Sejak awal Hikari memang tak suka tivi, seperti saya tuliskan di awal cerita. Tapi ternyata, Hikari tau apa saja yang terjadi di televisi yang sedang ditonton abi dan umminya. Siapa sangka?
Suatu kali, kami (full team) pergi ke eria bunda bersama nenek memeriksakan jamur di mulut Hoshi yang tak jua mau pergi. Di depan rumah sakit itu ada ibu-ibu penjual balon gas yang bentuknya bermacam-macam karakter. Ada binatang, ada pesawat terbang dan juga tokoh-tokoh kartun. Saya dan Hikari lebih dulu keluar saat Ummi, Hoshi dan Nenek masih di dalam.
Hikari menunjuk ke balon-balon gas yang melayang-layang itu dan meneriakkan sesuatu. Perlu waktu beberapa lama bagi saya untuk menebak kata yang dikeluarkan mulut kecilnya. Dan begitu sadar, saya pun terpana. BOBOP, itu katanya. Saya segera sadar karena ada Spongebob di antara balon-balon gas tersebut.
Hee? Padahal Hikari tak pernah peduli saat saya menonton.
Lalu beberapa hari yang lalu, kami mengunjungi teman istri yang baru saja melahirkan anak keduanya. Dan sekali lagi saya dibuat takjub. Anak pertama dari teman istri itu sudah mulai sekolah tk, namanya Naura. Saat kami sedang bercerita-cerita, Naura mengeluarkan buku-buku dari tas sekolahnya untuk dipamerkan ke Hikari. Tiba-tiba Hikari menunjuk salah satunya dan berkata : PIPIN.
Itu adalah buku mewarnai yang di sampulnya bergambar si kembar gundul Upin dan Ipin. Ternyata Hikari tau. Padahal setiap kali saya pangku dia saat sedang menonton, dia akan langsung melepaskan diri dan bermain sendiri.
Kejadian kecil yang menyadarkan kami bahwa ternyata otak balita memang mempunyai daya rekam yang luar biasa.
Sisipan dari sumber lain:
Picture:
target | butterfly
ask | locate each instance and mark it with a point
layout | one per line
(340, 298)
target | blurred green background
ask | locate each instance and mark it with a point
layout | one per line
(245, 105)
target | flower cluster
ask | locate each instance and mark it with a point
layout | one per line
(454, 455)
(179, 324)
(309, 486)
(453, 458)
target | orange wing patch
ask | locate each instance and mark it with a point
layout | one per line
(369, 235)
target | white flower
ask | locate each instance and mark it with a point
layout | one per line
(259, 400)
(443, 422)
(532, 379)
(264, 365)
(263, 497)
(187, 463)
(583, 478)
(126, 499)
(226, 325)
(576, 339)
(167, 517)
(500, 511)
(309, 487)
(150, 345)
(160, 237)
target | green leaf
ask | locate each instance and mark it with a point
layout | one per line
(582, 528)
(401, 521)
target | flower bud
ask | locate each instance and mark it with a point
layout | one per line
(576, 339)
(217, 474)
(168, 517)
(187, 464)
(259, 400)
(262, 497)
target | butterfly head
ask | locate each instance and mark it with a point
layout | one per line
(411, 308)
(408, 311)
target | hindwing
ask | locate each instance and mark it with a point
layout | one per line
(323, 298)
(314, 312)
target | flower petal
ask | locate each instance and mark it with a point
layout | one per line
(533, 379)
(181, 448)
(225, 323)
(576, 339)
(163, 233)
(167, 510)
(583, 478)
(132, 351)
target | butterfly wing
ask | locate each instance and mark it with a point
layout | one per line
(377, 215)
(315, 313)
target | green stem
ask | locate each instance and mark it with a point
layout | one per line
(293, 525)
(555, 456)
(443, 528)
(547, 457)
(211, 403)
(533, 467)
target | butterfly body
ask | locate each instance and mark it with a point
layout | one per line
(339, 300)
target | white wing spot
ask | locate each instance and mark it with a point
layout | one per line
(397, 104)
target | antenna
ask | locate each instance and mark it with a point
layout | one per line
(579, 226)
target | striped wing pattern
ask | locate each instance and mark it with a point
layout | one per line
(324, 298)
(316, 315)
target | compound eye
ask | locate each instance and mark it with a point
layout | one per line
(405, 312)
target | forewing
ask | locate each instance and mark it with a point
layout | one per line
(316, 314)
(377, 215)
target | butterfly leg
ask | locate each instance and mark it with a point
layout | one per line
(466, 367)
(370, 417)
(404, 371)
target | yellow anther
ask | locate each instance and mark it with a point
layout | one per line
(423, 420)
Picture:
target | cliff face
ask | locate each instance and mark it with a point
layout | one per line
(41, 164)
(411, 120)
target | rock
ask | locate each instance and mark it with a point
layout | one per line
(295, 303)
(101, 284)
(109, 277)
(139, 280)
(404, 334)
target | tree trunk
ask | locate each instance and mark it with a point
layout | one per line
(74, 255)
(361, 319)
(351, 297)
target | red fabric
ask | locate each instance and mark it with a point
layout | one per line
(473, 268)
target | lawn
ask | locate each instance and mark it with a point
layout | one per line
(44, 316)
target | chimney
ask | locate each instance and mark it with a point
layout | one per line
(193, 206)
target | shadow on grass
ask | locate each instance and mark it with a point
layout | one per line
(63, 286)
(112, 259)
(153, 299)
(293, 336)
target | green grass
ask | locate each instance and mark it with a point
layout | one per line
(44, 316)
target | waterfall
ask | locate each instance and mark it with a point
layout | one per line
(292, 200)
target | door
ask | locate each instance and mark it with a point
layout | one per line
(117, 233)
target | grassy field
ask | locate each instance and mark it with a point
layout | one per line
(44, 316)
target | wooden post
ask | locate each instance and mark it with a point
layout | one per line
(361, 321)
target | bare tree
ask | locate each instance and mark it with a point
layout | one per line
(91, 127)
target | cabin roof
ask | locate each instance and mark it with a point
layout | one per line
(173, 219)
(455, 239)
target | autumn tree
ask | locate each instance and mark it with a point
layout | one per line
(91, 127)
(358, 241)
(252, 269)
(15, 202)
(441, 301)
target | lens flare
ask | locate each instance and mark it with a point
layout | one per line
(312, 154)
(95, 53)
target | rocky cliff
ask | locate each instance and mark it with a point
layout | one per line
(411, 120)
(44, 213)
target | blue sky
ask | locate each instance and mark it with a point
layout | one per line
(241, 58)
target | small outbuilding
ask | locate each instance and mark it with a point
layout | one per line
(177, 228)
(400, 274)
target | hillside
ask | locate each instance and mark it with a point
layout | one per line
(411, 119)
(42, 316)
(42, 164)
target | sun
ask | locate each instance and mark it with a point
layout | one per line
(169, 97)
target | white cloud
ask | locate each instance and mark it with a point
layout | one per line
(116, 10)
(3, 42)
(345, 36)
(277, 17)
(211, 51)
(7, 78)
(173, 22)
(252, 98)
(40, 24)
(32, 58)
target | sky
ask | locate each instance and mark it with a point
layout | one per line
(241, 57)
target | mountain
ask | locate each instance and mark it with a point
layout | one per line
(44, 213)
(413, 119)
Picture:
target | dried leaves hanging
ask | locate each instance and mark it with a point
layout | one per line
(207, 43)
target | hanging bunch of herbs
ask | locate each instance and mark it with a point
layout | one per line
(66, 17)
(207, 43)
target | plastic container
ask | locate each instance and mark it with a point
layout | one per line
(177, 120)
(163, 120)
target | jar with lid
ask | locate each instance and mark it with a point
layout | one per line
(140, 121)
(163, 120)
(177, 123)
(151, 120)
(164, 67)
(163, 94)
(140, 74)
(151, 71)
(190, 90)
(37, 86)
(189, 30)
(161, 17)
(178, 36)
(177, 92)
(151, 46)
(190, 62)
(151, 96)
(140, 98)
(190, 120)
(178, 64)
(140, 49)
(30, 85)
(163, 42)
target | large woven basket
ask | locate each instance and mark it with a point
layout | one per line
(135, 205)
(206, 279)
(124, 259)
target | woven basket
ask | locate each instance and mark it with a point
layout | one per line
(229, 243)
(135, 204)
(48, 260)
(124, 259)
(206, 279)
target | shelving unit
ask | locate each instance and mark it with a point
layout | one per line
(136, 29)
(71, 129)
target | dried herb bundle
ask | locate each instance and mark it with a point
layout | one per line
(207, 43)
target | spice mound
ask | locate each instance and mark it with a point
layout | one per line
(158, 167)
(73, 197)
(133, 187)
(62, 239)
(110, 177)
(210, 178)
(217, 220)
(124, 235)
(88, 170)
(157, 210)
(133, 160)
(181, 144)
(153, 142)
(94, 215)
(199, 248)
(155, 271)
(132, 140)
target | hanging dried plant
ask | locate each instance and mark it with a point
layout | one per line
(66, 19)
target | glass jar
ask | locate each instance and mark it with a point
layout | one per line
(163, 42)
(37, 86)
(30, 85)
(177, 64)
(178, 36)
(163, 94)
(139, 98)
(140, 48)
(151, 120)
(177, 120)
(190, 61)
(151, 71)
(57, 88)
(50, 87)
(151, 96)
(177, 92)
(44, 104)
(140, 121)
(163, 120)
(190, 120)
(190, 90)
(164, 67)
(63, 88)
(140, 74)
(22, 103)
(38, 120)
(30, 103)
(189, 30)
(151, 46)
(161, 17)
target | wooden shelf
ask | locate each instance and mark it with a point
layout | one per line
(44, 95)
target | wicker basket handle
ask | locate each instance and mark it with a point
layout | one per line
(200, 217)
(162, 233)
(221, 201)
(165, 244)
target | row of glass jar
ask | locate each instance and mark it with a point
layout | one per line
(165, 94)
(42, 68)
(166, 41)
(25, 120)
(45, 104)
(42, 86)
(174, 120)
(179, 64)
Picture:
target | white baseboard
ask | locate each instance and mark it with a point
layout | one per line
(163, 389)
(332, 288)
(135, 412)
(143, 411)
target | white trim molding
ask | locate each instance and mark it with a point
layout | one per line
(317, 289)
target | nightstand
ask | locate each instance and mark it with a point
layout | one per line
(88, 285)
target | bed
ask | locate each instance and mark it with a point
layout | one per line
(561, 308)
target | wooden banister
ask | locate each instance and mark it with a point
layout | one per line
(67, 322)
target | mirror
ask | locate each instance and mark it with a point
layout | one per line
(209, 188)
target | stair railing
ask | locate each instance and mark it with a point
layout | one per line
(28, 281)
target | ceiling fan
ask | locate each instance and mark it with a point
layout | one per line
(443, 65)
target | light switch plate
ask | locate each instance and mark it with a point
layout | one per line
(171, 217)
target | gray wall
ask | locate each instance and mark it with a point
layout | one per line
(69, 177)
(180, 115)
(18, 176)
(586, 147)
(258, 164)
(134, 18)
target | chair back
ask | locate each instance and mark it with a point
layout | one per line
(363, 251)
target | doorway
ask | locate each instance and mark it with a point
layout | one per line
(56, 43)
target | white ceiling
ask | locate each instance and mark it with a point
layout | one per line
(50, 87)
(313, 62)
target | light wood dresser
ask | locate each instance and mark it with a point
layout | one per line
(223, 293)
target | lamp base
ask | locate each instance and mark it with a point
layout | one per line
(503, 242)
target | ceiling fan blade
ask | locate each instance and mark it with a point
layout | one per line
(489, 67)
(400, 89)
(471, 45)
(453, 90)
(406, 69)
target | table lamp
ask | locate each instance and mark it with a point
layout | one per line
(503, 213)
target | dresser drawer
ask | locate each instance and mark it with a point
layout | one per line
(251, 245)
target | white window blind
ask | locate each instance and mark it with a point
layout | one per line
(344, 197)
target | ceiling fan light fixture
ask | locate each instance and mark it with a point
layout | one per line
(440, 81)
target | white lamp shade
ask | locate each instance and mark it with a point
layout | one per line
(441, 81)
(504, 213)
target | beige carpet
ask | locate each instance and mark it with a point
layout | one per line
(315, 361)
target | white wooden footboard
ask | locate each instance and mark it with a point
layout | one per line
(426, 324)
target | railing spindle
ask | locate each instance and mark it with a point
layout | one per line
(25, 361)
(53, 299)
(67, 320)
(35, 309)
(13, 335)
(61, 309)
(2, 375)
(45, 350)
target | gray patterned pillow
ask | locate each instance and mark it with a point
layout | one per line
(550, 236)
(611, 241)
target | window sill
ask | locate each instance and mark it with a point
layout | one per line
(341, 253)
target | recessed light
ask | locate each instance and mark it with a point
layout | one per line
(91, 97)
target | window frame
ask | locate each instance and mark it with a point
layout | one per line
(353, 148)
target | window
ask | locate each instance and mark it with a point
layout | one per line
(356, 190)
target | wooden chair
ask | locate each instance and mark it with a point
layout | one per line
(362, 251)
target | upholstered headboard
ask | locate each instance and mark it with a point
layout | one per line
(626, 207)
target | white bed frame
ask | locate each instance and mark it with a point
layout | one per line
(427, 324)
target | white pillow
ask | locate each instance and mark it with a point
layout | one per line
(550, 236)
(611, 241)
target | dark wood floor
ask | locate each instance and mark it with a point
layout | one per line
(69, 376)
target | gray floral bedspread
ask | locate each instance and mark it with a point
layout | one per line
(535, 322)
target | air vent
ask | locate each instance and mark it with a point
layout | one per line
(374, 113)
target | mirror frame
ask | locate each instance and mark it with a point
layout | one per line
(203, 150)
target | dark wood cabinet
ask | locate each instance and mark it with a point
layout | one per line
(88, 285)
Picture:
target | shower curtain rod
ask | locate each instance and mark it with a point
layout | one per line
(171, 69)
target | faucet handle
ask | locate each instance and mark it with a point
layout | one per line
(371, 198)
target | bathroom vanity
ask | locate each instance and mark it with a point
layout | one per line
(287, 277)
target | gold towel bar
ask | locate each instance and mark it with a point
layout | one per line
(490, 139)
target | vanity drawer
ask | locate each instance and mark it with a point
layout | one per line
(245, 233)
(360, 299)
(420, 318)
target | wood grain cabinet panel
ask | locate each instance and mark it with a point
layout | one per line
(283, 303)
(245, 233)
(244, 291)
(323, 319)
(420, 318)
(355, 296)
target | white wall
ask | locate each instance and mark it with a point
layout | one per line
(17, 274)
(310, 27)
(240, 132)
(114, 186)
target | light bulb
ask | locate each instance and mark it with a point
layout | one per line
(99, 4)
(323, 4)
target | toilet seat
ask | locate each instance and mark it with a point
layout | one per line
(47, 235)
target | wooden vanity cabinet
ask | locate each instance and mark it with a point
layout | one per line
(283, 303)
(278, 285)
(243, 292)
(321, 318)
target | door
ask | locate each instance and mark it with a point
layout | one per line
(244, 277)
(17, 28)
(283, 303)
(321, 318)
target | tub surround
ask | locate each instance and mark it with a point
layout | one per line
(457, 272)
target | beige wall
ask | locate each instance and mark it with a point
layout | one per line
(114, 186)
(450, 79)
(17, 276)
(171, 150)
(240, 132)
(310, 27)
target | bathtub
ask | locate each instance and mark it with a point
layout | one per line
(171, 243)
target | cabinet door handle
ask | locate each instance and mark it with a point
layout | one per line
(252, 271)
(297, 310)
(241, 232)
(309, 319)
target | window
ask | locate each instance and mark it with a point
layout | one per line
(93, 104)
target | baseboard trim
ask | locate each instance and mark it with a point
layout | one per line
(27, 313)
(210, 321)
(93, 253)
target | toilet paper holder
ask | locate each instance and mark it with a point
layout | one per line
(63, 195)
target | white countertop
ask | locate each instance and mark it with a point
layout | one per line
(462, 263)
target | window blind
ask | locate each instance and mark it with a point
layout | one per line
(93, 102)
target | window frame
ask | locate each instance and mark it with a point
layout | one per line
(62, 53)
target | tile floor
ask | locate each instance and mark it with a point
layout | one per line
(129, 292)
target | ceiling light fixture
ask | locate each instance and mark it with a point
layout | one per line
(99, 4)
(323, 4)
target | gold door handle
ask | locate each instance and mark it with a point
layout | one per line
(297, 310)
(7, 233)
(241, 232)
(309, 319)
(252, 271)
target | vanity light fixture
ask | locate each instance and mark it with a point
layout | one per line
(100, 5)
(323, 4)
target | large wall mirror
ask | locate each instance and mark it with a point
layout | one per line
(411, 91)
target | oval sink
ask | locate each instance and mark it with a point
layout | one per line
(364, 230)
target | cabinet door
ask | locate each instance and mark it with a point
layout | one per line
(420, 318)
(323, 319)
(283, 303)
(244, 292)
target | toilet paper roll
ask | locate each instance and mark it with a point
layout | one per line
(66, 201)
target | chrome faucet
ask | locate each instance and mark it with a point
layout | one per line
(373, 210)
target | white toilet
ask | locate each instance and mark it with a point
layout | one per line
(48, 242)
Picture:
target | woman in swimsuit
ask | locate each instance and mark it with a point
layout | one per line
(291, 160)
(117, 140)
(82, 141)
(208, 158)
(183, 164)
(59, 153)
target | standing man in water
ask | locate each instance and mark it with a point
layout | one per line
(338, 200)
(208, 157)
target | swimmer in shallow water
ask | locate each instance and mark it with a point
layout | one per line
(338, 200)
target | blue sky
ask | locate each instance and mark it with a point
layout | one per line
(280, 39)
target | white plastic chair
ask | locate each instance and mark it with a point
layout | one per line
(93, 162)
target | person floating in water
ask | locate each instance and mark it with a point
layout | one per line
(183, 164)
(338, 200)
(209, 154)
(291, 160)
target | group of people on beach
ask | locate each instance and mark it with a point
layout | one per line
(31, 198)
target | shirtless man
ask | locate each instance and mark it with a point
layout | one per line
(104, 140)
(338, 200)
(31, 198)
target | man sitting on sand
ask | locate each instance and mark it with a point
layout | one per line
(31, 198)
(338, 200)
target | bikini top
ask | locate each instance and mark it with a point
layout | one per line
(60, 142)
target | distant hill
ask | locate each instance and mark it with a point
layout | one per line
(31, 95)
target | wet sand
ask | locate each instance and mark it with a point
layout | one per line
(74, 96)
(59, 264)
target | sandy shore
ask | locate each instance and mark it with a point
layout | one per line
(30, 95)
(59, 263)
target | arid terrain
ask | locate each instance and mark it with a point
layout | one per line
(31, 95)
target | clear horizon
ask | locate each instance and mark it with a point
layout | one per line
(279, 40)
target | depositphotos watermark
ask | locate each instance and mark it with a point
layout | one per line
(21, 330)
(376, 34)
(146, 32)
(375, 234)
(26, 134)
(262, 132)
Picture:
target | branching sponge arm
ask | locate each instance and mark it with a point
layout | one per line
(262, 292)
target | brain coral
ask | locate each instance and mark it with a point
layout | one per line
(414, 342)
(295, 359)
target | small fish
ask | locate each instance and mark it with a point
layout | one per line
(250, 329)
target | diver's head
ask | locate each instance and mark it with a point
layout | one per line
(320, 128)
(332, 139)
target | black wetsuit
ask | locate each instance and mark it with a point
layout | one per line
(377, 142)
Bayangkan, dengan sikap cueknya terhadap televisi saja Hikari bisa mengingat nama karakter yang hanya didengarnya sambil lalu saat dia bermain. Tanpa menonton pun, Hikari menyimpan nama-nama itu di dalam memory-nya.
Ah. Apa jadinya kalau yang kami tonton setiap hari adalah hal-hal yang tidak cocok dengan anak-anak dan balita? Apa yang terekam oleh otak Hikari jika misalnya yang didengarnya adalah kata-kata kasar dan bentakan-bentakan serta makian seperti di dalam sinetron?
Televisi memang menyenangkan. Kotak ajaib yang penuh hiburan dan seringkali sangat berat untuk dimatikan. Tapi tidak selamanya yang ditayangkan baik untuk anak-anak. Spongebob ada efek buruknya nggak ya buat balita? Ah.